Noting that this pullback is a trend in urban office markets worldwide, Avison Young is bullish on the Vancouver region. “Metro Vancouver’s strong office market fundamentals, including near-record-low vacancy downtown and in the suburbs, rental-rate appreciation and limited new supply being delivered regionally in the next three years, will continue to attract and hold investors’ attention in 2021 and beyond as economic activity normalizes.”

Let’s not go to the mall

Retail property deals fell to their lowest ebb since the first six months of 2011. “The 25 retail sales completed in the first half of 2020 largely consisted of small suburban strip malls, strata retail units in new developments and select retail storefronts in popular shopping districts in Vancouver and North Vancouver,” Avison Young explains. “The largest retail sale, the $21.15-million acquisition of two retail buildings at a busy intersection in Coquitlam, was largely based on the likely mixed-use redevelopment potential of the property.”

As the reports points out, property with land value and development potential has driven the retail market over the past five years. Such assets were scarce in the first half, helping drive a decline in deal and dollar volume that began in 2019.

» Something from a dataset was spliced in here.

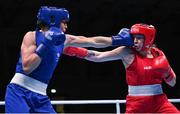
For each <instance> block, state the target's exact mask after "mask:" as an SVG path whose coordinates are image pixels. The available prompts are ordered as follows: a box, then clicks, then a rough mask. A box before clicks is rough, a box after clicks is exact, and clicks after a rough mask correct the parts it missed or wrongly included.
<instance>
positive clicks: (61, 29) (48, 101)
mask: <svg viewBox="0 0 180 114" xmlns="http://www.w3.org/2000/svg"><path fill="white" fill-rule="evenodd" d="M37 18H38V20H37V29H36V30H35V31H29V32H27V33H26V34H25V36H24V38H23V41H22V44H21V53H20V58H19V61H18V62H17V65H16V73H15V75H14V77H13V78H12V80H11V82H10V84H8V86H7V89H6V95H5V112H6V113H20V112H23V113H34V112H41V113H55V110H54V109H53V107H52V105H51V103H50V99H49V97H48V96H47V95H46V89H47V86H48V83H49V81H50V80H51V78H52V75H53V72H54V69H55V68H56V65H57V63H58V61H59V59H60V56H61V54H62V53H63V50H64V47H65V46H80V47H90V46H91V47H107V46H110V45H112V44H113V45H114V43H113V42H112V39H111V37H102V36H99V37H91V38H87V37H84V36H74V35H65V34H64V32H65V31H66V29H67V23H66V22H67V21H69V13H68V11H67V10H66V9H64V8H56V7H47V6H42V7H41V8H40V9H39V12H38V15H37ZM123 37H124V35H123V34H121V36H120V35H118V36H117V37H116V38H115V39H116V40H117V41H118V40H122V41H123V43H124V44H121V43H120V45H126V41H125V39H126V37H125V38H123ZM127 43H129V42H127ZM115 45H116V43H115ZM118 45H119V43H118ZM128 45H129V44H128Z"/></svg>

Meanwhile, the shuttering of enclosed malls during the COVID lockdown—followed by reduced foot traffic when they reopened—and the rise of e-commerce left investors shy to pursue big traditional retail deals. Here, Avison Young singles out “assets that do not include a redevelopment component and/or lack the stabilized income necessary to carry the asset through multiyear rezoning and development permitting processes.”

Winners and losers

Looking ahead, Avison Young sees demand for industrial and multifamily properties driving the B.C. commercial real estate market for the rest of the year. “On the industrial side, logistics/distribution, e-commerce, select manufacturing related to home improvement, food processing and PPE providers as well as the film/television production industry remain active and eager to acquire/lease industrial space to accommodate demands that have arisen as a result of COVID-19.”

When it comes to retail, the pandemic only made things worse for traditional assets already facing headwinds from e-commerce, the report says. But deals will continue, Avison Young predicts, citing properties such as retail strata units and single-tenant storefronts in established shopping districts. “Retail assets with underlying land value that can be unlocked through mixed-use redevelopment will continue to transact as long as some certainty regarding permitting timelines is provided.”